New proposals set forth by the Commodities Futures Trading Commission (CFTC) could curb both the United States Natural Gas ETF ( UNG) and the United States Oil ETF ( USO).

The long-awaited commodities proposals were released Thursday, and the ramifications of these rule changes could single out certain futures-based commodity ETFs while allowing others to operate normally.

In the "Proposed Position Limit Rule," CFTC officials cited both UNG and USO as examples to illustrate their ideas of position limits. Over the past year, the CFTC has been examining the ways in which futures-based commodity funds like UNG and USO impact the price of the commodities that they track.

UNG and USO are designed to offer investors exposure to the spot price of natural gas and oil, respectively. The funds accomplish this strategy by tracking a basket of near-month futures contracts traded on the New York Mercantile Exchange.

The new CFTC proposals cover four energy commodities: Henry Hub natural gas, light, sweet crude oil prices, New York Harbor No. 2 heating oil and New York Harbor gasoline blendstock. The regulations would impact the two exchanges on which these contracts are traded: the New York Mercantile Exchange and the IntercontinentalExchange ( ICE).

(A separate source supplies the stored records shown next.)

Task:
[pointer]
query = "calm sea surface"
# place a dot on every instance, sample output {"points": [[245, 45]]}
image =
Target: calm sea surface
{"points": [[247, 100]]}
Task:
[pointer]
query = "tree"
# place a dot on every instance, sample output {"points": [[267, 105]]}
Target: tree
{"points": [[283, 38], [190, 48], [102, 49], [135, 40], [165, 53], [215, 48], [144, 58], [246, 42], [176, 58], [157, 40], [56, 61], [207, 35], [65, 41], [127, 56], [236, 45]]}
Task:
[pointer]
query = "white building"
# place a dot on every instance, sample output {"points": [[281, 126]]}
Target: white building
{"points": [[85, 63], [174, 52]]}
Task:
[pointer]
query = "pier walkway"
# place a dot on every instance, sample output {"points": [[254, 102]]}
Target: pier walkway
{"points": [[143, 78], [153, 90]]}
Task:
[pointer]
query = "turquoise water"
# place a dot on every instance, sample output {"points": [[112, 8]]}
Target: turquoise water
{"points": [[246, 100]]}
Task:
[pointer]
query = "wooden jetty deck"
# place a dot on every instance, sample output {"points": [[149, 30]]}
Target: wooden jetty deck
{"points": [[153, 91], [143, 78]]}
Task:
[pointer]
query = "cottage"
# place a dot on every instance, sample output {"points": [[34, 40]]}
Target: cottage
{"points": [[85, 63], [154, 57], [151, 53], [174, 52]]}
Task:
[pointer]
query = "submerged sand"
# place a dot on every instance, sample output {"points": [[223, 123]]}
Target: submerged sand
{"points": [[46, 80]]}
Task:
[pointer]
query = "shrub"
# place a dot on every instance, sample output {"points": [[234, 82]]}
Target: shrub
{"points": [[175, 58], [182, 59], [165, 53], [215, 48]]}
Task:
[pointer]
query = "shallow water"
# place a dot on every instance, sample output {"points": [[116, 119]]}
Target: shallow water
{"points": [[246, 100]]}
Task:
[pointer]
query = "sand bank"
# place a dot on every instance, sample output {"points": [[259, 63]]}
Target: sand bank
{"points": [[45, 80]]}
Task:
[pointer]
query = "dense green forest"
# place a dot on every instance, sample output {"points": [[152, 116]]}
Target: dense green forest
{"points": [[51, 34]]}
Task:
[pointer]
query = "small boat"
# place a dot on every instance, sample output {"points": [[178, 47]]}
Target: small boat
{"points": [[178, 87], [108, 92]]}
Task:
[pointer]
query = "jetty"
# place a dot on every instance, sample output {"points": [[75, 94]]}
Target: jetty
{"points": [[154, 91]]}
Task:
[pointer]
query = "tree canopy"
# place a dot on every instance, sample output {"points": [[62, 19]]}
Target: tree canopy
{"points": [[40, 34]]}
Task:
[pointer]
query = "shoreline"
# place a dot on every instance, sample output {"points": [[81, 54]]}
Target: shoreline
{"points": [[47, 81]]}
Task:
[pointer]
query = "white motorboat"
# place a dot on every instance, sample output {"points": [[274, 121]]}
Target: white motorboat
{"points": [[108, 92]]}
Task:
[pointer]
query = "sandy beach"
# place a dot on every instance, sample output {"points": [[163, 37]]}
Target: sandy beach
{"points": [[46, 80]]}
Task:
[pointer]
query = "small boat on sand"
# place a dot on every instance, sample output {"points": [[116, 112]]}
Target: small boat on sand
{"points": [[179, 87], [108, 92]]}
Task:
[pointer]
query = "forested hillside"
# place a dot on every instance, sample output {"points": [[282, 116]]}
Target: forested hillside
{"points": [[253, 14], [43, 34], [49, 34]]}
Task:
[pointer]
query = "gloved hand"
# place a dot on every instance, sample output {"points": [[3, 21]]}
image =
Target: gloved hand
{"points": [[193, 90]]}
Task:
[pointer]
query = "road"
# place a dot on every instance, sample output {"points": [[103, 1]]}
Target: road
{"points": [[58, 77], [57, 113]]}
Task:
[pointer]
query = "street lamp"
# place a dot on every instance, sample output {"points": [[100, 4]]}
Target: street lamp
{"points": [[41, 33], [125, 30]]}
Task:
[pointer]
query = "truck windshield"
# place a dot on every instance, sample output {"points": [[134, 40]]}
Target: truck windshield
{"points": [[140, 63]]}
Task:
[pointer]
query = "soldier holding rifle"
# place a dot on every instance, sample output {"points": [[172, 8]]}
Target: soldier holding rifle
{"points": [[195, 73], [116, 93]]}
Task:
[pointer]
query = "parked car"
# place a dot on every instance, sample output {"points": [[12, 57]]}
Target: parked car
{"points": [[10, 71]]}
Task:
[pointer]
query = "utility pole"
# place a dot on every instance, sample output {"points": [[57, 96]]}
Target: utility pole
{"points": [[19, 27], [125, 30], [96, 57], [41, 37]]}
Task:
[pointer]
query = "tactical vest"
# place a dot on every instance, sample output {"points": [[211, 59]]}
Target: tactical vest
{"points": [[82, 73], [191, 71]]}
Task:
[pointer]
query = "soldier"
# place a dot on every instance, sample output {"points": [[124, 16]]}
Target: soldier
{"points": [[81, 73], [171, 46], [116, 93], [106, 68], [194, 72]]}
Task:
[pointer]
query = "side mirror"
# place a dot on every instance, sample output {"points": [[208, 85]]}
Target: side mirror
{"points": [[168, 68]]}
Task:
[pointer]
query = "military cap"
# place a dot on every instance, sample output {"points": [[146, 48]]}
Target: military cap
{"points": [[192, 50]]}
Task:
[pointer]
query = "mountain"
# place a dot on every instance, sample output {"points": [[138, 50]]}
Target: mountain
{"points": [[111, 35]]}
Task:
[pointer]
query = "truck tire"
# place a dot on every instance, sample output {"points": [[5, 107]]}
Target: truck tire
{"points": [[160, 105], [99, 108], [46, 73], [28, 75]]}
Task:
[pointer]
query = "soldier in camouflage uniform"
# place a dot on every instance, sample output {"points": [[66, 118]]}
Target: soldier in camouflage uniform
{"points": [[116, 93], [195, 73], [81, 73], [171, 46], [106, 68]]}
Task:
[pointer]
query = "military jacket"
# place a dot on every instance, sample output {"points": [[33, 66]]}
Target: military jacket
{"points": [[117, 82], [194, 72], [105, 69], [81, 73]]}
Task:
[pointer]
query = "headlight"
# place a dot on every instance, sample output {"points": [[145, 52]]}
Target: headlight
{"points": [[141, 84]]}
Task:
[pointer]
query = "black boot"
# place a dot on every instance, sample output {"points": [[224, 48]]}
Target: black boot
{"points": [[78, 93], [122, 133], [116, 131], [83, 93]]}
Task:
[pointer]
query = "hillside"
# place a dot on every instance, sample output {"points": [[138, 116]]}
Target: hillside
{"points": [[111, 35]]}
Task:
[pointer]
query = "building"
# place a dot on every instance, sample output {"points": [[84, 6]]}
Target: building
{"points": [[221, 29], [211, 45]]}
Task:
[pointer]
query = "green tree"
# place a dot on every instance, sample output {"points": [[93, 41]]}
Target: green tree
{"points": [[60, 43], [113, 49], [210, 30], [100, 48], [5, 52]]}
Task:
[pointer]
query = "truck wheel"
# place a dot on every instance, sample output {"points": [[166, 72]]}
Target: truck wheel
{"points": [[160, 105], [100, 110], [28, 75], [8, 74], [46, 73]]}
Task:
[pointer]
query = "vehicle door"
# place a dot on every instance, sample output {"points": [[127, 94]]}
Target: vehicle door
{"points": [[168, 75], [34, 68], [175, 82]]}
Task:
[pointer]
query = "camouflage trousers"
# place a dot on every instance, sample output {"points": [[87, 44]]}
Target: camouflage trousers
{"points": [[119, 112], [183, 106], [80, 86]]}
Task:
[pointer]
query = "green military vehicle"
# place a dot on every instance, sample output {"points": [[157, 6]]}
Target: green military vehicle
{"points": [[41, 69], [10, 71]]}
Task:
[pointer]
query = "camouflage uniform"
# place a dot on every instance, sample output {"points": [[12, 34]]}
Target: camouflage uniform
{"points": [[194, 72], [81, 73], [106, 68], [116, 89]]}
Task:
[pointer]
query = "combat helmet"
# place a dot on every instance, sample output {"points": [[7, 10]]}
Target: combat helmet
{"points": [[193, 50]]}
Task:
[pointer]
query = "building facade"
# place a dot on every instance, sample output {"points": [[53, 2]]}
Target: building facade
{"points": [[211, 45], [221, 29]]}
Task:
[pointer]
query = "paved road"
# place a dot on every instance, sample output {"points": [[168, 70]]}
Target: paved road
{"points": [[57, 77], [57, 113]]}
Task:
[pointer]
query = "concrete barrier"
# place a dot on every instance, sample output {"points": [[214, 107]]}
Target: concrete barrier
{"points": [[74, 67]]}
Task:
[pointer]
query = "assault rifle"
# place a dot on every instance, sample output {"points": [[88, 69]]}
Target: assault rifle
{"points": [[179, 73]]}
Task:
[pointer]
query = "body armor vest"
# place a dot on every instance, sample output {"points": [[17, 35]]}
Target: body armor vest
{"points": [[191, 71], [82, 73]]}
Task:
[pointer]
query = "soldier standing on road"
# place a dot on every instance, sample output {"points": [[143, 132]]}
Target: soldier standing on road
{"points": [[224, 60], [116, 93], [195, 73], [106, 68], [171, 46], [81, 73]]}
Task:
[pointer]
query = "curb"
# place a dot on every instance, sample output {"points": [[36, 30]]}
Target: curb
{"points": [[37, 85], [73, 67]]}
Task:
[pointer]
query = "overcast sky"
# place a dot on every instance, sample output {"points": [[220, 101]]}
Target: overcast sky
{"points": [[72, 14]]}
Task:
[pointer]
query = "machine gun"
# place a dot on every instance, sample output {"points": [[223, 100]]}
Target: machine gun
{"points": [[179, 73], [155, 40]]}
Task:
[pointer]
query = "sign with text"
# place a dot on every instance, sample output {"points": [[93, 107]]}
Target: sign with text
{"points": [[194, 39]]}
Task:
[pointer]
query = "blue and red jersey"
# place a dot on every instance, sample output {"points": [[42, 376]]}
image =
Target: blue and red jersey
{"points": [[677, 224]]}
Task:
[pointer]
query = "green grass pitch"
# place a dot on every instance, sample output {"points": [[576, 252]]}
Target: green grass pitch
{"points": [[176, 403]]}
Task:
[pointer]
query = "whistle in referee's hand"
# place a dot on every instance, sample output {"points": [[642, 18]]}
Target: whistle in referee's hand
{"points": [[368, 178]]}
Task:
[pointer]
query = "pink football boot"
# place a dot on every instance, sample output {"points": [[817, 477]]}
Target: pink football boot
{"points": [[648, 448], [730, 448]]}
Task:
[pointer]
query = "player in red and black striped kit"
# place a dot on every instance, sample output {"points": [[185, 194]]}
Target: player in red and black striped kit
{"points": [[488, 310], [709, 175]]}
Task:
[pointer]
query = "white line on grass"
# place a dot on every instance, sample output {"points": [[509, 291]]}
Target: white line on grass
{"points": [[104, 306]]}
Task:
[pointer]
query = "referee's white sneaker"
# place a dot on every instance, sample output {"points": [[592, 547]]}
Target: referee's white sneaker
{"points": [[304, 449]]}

CFTC Chairman Gary Gensler asked for tighter rules on energy trading and stricter definitions of traders who are exempt. The proposal sets forth a formula to calculate the number of futures contracts that any single entity can hold.

The new regulations seem aimed at ETFs like UNG and USO, whose tremendous size and open interest may have impacted the price of futures contracts in 2009. These single-commodity, front-month ETFs would be curbed by the CFTC's position limits.